Originally Posted by: Podcast Bob Great thanks.
For some reason I thought it was going to be limited to 4 as per the outputs.
I'll get testing and see how we go.
Maybe I'll report back here as I know a few people have wondered the same thing.
Bob,
the limiting factors are:
- Network performance of your system. People tend to forget that each network connection also uses CPU power in the operating system.
- Your graphics card. Incoming SRT streams are mostly encoded in H.264 or HEVC. These need to be decoded. It depends on the graphics card, how many streams it can support.
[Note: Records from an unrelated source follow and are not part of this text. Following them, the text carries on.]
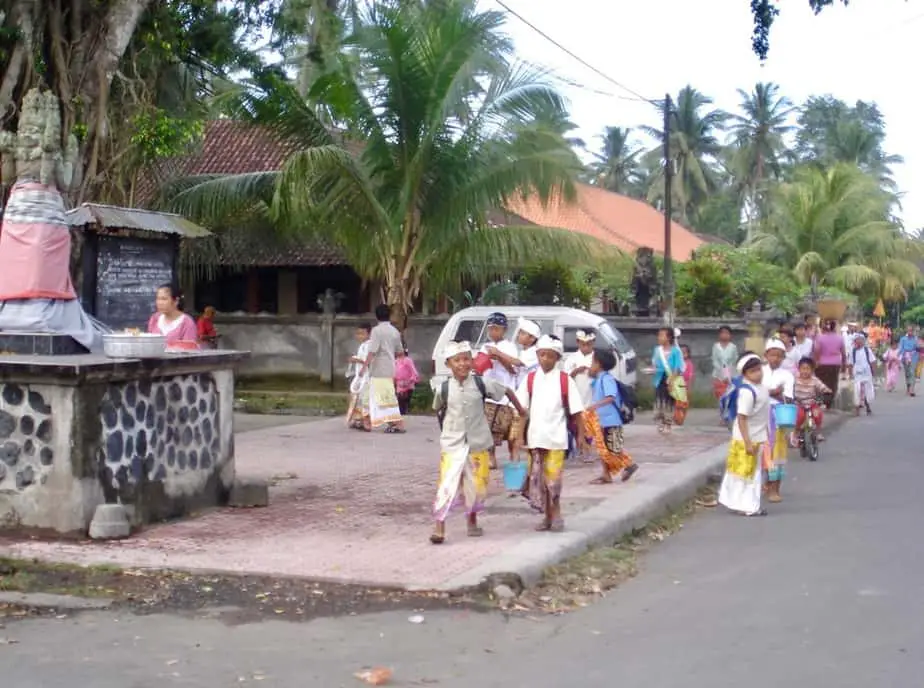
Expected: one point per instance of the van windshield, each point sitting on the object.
(615, 338)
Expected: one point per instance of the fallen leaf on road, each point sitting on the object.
(374, 677)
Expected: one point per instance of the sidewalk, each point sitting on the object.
(355, 507)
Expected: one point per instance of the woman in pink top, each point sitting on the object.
(830, 357)
(170, 321)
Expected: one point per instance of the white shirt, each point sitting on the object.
(776, 378)
(498, 372)
(582, 381)
(757, 409)
(548, 424)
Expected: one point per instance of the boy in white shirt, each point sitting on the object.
(577, 365)
(744, 467)
(861, 366)
(553, 402)
(501, 416)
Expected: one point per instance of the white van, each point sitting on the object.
(470, 324)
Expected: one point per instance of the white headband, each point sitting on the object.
(745, 360)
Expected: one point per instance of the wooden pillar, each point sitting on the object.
(287, 292)
(253, 291)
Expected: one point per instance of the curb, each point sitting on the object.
(606, 523)
(42, 600)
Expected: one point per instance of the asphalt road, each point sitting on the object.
(826, 591)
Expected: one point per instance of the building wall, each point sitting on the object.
(296, 345)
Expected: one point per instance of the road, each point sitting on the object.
(828, 590)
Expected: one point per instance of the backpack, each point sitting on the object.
(629, 401)
(530, 380)
(728, 403)
(444, 397)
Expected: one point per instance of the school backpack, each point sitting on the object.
(728, 403)
(629, 401)
(564, 379)
(444, 397)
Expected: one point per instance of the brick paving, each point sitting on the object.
(354, 507)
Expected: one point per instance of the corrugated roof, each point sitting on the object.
(610, 217)
(113, 217)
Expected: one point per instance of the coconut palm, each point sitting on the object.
(616, 167)
(833, 226)
(694, 146)
(759, 149)
(440, 129)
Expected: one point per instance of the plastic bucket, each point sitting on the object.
(514, 475)
(785, 415)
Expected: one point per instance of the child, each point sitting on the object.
(603, 420)
(503, 355)
(780, 383)
(893, 364)
(741, 485)
(552, 399)
(861, 368)
(807, 391)
(465, 439)
(361, 335)
(689, 368)
(406, 379)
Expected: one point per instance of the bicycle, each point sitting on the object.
(808, 436)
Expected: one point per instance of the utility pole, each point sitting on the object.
(668, 211)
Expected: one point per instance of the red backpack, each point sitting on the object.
(530, 380)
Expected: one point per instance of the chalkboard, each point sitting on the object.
(128, 273)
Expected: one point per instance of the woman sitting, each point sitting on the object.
(170, 320)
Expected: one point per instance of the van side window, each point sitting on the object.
(470, 330)
(569, 337)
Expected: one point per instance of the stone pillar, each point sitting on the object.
(287, 286)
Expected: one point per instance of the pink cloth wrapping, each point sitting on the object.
(184, 331)
(35, 246)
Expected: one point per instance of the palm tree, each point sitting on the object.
(440, 128)
(617, 165)
(833, 226)
(694, 147)
(758, 134)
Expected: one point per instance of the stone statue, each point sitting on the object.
(645, 282)
(36, 291)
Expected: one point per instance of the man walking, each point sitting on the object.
(380, 401)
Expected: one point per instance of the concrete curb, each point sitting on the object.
(606, 523)
(42, 600)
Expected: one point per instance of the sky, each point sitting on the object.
(868, 51)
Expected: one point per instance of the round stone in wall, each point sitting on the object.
(7, 422)
(47, 456)
(13, 394)
(44, 431)
(37, 403)
(9, 453)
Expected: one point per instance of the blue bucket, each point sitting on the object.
(785, 415)
(514, 475)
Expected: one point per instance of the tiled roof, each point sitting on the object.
(612, 218)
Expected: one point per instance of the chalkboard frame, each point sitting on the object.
(90, 261)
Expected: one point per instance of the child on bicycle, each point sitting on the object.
(807, 391)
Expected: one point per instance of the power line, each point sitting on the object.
(579, 59)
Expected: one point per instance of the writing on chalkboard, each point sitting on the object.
(129, 271)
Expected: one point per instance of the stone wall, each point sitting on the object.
(160, 443)
(297, 345)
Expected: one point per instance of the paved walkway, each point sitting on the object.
(355, 507)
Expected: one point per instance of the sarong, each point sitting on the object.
(741, 485)
(545, 477)
(608, 442)
(382, 408)
(463, 481)
(778, 451)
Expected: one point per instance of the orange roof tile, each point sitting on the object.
(612, 218)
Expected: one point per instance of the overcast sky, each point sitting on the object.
(867, 51)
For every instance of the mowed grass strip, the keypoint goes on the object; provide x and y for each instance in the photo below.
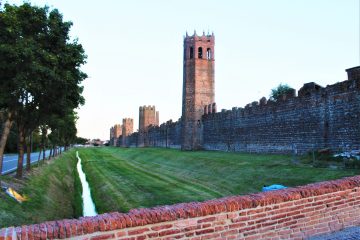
(54, 192)
(126, 178)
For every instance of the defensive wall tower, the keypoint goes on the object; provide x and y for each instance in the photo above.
(148, 116)
(117, 131)
(198, 86)
(127, 129)
(111, 133)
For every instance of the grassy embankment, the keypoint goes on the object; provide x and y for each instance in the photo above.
(54, 192)
(122, 179)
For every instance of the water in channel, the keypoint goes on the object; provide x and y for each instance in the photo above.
(88, 203)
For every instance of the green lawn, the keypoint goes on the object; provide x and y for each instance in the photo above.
(126, 178)
(53, 189)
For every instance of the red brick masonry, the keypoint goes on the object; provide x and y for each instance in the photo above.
(293, 213)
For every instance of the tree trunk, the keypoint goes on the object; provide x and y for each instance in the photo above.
(51, 150)
(39, 155)
(21, 152)
(28, 154)
(6, 130)
(43, 138)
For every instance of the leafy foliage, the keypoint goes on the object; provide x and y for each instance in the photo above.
(40, 75)
(279, 91)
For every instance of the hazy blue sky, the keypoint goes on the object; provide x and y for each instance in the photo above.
(135, 51)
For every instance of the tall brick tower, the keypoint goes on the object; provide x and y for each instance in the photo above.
(198, 87)
(127, 129)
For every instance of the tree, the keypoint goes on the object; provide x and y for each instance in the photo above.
(279, 91)
(40, 72)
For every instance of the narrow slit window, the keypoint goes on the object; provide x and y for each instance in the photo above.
(200, 52)
(208, 53)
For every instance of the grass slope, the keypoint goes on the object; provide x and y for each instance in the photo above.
(122, 179)
(53, 190)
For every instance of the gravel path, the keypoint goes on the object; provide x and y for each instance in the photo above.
(351, 233)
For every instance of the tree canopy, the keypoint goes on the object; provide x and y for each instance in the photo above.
(279, 91)
(40, 73)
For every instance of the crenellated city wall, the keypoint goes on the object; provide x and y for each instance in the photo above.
(317, 118)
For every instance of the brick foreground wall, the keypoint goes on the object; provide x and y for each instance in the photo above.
(293, 213)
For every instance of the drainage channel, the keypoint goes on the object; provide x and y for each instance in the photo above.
(88, 203)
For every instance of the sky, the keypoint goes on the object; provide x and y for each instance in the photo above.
(135, 49)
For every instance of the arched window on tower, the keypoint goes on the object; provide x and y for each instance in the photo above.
(208, 53)
(200, 52)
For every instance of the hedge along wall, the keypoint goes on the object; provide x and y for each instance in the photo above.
(293, 213)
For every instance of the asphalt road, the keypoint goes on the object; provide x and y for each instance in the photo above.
(10, 161)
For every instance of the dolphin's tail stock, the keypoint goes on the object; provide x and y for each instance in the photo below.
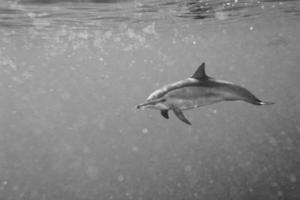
(257, 102)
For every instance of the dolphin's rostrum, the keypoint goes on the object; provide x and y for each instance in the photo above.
(195, 91)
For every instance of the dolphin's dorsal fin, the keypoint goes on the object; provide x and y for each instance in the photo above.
(200, 72)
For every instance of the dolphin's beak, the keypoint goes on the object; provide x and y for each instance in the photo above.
(143, 105)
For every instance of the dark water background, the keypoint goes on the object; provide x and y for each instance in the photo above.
(71, 73)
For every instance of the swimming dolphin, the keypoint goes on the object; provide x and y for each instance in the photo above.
(195, 91)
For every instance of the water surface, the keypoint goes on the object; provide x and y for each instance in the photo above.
(71, 73)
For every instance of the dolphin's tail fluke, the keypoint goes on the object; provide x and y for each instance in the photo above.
(258, 102)
(266, 103)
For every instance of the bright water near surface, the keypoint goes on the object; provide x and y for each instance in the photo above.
(72, 72)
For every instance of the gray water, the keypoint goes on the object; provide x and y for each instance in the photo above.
(72, 72)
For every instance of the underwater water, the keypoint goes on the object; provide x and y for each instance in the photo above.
(72, 72)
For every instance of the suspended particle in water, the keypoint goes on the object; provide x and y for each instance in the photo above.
(145, 131)
(120, 178)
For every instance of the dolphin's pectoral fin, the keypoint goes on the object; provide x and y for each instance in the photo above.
(164, 113)
(180, 115)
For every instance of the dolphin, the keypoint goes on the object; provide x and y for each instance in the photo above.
(196, 91)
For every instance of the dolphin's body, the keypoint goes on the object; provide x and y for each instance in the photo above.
(198, 90)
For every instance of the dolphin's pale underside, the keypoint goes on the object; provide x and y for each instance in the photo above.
(195, 91)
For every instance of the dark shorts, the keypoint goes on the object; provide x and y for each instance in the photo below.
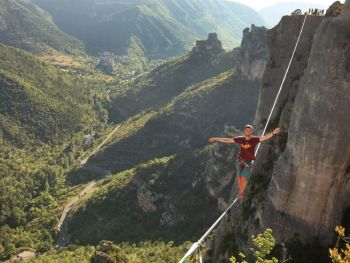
(245, 170)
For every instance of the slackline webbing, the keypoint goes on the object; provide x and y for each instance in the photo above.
(196, 245)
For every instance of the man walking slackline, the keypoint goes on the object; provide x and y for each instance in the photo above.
(246, 154)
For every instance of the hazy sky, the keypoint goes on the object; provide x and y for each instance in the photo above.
(259, 4)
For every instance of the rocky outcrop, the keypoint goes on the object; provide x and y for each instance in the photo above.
(310, 187)
(209, 45)
(146, 199)
(301, 181)
(335, 9)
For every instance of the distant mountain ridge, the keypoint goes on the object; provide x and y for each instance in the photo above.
(273, 14)
(24, 25)
(157, 28)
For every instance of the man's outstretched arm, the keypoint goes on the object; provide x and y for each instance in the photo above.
(270, 135)
(223, 140)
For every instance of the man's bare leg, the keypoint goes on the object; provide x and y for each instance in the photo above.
(242, 184)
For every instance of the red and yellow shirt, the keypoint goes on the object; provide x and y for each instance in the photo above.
(247, 147)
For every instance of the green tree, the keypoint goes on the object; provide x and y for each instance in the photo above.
(264, 244)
It seems a bit trick to get accurate numbers for this...
- Depending on your system, decoding uses CPU power and generates heat and fan noise. Your big fan tower gaming PC running a i9 CPU is better here than a sleek i5 office laptop with little howling fans.
- Beware of incoming HEVC streams. It seems that if your Windows installation has no HEVC codec installed, your SRT video input is black. Outgoing streams can use HEVC, since this codec seems to come from within vMix / FFMPEG.
A few numbers:
vMix 27 encoding 1 SRT stream in 1080p50, upstream bandwidth 6 Mbit/s.
Pulling back this signal from my SRT gateway I could receive 5 streams before getting the "GPU Overload" warning. Adding another stream the warnng would be solid.
The Dell laptop system runs a i7-10870H CPU, 16 cores @ 2.2 GHz, RTX 3060 Laptop GPU.
- Overall CPU is at 42%, all cores are moderately busy.
- GPU is solid at 63% load, video decode at 63 %
- Ethernet sends 7 Mbit/s, receives around 50 Mbit/s
Adding 4 more streams would not increase GPU and CPU load much. Fan noise would rise a bit, but the 4 last inputs would consistently drop frames every 5 seconds or so.
This indicates that vMix software can not keep up with the data streams between network, CPU and GPU and shows two things.
- For this setup the overal system throughput has reached its limit.
- The GPU warning in vMix is useful. If it shows up check the statistics and see if the frame drop rate is acceptable or not.
Thanks for reading this long text, maybe it helps a bit.